Les yeux étaient grands, dans le visage étroit. Son nez retroussait un peu. Ses cheveux blonds, cendrés, flous, bouclaient au-dessus de son tendre front.

Elle trouvait toutes ses filles fort belles. Elle en parlait quand elles n’étaient pas là. Anne-Marie était sûrement aussi belle, et avec cette âme unique, qui rayonnait et tenait la petite lampe de ses yeux si scintillante.

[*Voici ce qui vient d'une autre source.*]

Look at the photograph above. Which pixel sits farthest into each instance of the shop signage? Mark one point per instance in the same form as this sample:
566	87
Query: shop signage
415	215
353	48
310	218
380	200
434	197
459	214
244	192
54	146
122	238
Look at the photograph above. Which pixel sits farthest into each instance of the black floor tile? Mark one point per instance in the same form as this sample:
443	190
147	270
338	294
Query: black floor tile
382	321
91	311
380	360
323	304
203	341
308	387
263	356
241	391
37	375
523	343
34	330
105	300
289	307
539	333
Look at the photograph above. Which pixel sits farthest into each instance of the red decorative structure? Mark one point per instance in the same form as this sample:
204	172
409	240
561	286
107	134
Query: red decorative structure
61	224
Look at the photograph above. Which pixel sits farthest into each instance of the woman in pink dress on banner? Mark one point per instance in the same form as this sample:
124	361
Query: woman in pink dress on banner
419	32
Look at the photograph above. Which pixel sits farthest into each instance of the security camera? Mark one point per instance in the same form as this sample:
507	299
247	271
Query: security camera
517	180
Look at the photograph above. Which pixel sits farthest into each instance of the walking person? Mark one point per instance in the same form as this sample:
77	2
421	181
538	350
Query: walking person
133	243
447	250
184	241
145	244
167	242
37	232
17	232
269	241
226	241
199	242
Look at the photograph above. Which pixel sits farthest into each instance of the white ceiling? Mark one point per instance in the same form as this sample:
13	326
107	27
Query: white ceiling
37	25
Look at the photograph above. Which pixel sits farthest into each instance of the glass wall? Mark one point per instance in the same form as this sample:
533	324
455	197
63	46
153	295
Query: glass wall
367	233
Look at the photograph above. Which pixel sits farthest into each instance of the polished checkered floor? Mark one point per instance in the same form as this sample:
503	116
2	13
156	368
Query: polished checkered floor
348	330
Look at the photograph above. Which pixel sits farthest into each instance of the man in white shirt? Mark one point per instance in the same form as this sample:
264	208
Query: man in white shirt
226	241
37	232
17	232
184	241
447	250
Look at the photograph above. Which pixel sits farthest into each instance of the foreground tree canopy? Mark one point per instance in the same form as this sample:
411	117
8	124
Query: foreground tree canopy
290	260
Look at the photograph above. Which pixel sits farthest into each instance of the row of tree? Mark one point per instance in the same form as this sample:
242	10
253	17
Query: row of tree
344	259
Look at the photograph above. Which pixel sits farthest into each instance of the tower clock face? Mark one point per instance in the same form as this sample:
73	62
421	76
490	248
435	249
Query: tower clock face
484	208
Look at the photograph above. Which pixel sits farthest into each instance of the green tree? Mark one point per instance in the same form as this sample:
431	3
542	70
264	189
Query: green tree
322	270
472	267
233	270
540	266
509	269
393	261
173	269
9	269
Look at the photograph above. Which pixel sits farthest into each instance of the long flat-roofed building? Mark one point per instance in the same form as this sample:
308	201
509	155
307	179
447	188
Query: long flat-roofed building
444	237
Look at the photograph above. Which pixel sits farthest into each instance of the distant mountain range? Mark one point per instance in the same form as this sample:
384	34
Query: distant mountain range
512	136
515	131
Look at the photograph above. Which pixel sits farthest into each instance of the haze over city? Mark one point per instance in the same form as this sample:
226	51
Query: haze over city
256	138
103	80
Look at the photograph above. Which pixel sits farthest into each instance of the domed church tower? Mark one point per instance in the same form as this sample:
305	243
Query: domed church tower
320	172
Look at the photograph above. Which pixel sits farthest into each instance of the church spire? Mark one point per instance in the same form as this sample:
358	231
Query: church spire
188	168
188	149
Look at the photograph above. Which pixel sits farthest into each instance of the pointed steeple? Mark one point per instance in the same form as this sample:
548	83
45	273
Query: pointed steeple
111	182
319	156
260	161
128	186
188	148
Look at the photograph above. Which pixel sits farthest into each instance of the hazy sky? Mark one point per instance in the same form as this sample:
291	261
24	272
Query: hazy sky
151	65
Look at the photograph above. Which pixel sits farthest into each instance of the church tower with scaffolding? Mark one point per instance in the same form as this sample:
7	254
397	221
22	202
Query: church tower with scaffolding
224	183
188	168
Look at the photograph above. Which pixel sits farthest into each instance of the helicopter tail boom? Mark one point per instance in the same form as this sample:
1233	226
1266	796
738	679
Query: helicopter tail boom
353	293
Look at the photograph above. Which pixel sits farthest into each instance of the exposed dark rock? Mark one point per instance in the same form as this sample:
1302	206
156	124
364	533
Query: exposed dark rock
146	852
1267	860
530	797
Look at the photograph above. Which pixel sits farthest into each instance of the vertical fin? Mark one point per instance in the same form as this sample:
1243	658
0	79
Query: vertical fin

Il avait fallu à cette enfant un grand courage : être, si jeune, à la tête d’une pareille maisonnée ! Que de soucis. Heureusement, il n’y eut pas celui de la pauvreté, mais Anne-Marie devait conduire, en plus de sa famille, une servante et des engagés, car ils habitaient une vaste ferme.

Elle tremblait de ne pas réussir. Il y avait tant de gens à accorder, tant de travaux à surveiller, à diriger. Et elle savait bien qu’il y en avait à faire, qui ne se faisaient pas.

Tout le jour, elle souriait pourtant. Elle embrassait l’un, grondait l’autre, pacifiait ceux qu’il fallait pacifier, encourageait ceux qu’il fallait encourager, raisonnait ceux qui menaçaient d’errer, calmait les turbulents, égayait les tristes, et se dépensait absolument sans compter ; mais le soir !…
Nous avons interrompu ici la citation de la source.